La traque qui hante le spectateur.
Il est difficile de parler d'un film comme celui-là après l'avoir vu.
Revenons quelques semaines en arrière.
Je n'étais pas du tout préparée à ce film, le choississant un peu par dépit, par légéreté, par envie de voir du cinéma français et voir si celui-ci était capable de m'offrir l'évasion tant recherchée.
Que ne fut pas mon désarroi dès les premières minutes.
Le film de Tellier veut toucher la perfection du scalpel, celui d'un documentaire, qui vous glace le sang.
C'est vrai que pour un film français, on a rarement vu des corps assassinés de manière aussi frontale... Mais, si le film nous meurtri autant, ce n'est pas forcément seulement pour les raisons qu'on croit, et c'est la, que le film se révèle être une réussite. Certains ont reproché ce manque de parti pris, ce regard posé avec beaucoup d'attention qui ne semble pas vouloir "se mouiller". Traiter d'une telle affaire fut un défi incroyable pour le réalisateur, un défi voulant s'iscer à la taille des enquêteurs s'étant épouvantés huit années durant pour attraper "le tueur de l'est parisien". Cette traque laisse un goût amer. Il y a une victoire, certes, mais les enquêteurs y ont laissé un bout de leur âme, comme c'est le cas de Franck, surnomé Charlie et interprété très sobrement par Raphaël Personnaz.. Le film permet de mettre en lumière un travail acharné qui, brisant probablement un policier plus que d'autres. Le vrai "Charlie" abandonna son métier plusieurs années plus tard. Mais Pascale vit toujours avec lui, en photo dans son porte-feuille. Le mot de la fin, lui appartient : " Avec ce film, on a enfin bouclé cette affaire."
Oui, car, avant la victoire, le film retrace la traque. On cherche, on cherche, on cherche, on se trompe, et puis on recommence. N'oublions pourtant pas que cette traque a permis à la police française de pouvoir comparer (enfin) ses fichiers adn à l'échelle nationale. SK1 : Serial Killer numéro 1 français confondu grâce à son ADN.
Une traque sans fin, qui laisse la place aux assises, aux victimes, aux avocats, au public. Tout le monde est réunit, tout le monde attend de voir le monstre, de le voir avouer. Mais il ne le fait pas, et ce, preuves à l'appui des erreurs dans le dossier... Un pied égyptien, une faute de frappe dans un rapport, des suspects de tous les côtés, conflits d'égo au 36 quai des Orfèvres...

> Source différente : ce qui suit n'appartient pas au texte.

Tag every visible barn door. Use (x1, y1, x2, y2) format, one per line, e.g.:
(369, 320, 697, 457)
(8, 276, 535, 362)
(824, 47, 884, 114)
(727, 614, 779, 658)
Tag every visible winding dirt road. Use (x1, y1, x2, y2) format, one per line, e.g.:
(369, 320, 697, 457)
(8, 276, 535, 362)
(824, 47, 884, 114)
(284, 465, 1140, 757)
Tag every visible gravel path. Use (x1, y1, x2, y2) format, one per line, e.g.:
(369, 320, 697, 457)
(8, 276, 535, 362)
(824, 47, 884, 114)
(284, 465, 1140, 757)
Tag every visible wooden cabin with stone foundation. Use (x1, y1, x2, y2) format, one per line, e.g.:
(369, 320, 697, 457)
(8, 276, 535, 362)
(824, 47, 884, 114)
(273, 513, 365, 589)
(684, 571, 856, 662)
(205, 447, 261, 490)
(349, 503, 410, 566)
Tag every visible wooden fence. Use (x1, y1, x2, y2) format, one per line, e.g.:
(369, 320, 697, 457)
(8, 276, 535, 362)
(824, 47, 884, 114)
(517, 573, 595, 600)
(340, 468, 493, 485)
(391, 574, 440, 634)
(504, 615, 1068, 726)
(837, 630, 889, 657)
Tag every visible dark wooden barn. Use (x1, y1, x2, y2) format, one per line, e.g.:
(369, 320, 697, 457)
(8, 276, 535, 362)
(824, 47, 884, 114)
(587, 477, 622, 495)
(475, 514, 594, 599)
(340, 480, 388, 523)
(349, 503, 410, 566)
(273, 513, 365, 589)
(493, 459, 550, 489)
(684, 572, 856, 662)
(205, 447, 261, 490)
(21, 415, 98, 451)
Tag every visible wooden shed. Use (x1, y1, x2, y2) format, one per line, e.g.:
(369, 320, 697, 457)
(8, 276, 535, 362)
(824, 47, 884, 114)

Voilà une affaire qui fit couler beaucoup d'encre et beaucoup de paranoïa palpable sur les toits de la Bastille.
Qui est Guy Georges ? Le film s'intéresse au monstre, aux crimes d'une violence sans nom, mais aussi à l'humain. "D'où vient le mal ?" C'est une des questions qui ouvre le film et qui trouve sa réponse en chacun d'entre nous. "Vous savez... J'ai eu une sorte de pulsion... Si ça n'avait pas été elle, ça aurait été une autre." Ce film est glacial et laisse le spectateur sur son fauteuil de cinema, un mauvais goût de popcorn dans la bouche. Adama Niane y est pour beaucoup. L'acteur possède une aura étrange, un regard qui peut se faire glaçant, et un côté mielleux à souhait pour servir son personnage. Voilà le monstre, un être humain !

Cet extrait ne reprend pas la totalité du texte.